球全盛の当時既に規格はちゃんとあったが今みたいに適用が厳密じゃ無かったのと、けどその程度で実用上無問題だったからだ。
又各社が固有の魅力を持たせて差別化を図る為に、各々で可能な部分を持上げてたってのが実情だ。
但しⅡで設計時点で○○社の○○(型番)の指定があるのの中には、その特有の性能を活用したのもあるのでご注意だ。
具体的には最大定格の枠一杯迄絞り出してる様な出力管(電力増幅管)のにそれが多く、買い替える際は先にDataシートの一読が必須だ。
一方プリ管(電圧増幅管)の方では電気的定格はほぼ心配不要だが、増幅率の差は相当あるからそれが注意点となる。

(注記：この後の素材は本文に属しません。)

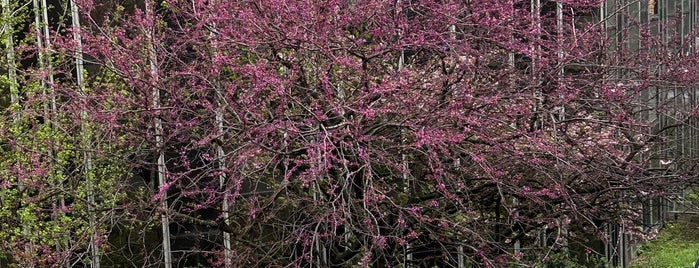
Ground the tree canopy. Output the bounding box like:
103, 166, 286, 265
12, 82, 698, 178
0, 0, 699, 267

それよりもし音色どうこうが無関係だったら鵜呑みにしてもOKだが、これを気にするなら欧州系か米若しくは露系なのかの影響は甚大だ。
因みにⅡでんじゃ昔の日本製のはってぇと、一番近いのは米系のだ。
但し本国のより癖が無い代わり、性能や元気さの点で大人しい。
石系(半導体)のだと開発初期にメーカ差が割と大きく球と比べると差は小さいが、音色の増幅素子依存度が高いシンプルな機器の場合は問題となり易い。
この辺で必要に迫られてのモディファイへ進めてくが、元から高価だった他にHIWATTやAmpegが本邦でマイナーなのはこれの影響も大いに考えられる。
冒頭述の如くAmpegでは好んで多用された球が、プリ・パワーの両方共肝心なのだけ絶版になった。
HIWATTでは販売量や代理店等の違いのせいでMarshallと違って、使用管が本国仕様そのままだったりしたのが大きかった様だ。
近年ではどちらさんも当初から真のグローバル想定が盛り込まれてるからそんなじゃ無くなってるが、過去機では扱い易さと「原典音色」の共生が為されて無かったのも少なく無い。
だからって米向け仕様のMarshallがYAMAHAっぽくなったりゃ絶対して無いが、一時期の「地域忖度し過ぎた」のだと本国のとはかなり音色差があったのは確かだ。
この点で全盛期の秋葉原を擁する本邦では、他国より割とどれでも簡単に入手出来たのが却って仇となった模様だ。
だが「同じ音色を獲得する」為等のモディファイ技術って、楽器系には他を差置いて最重要なんだよね。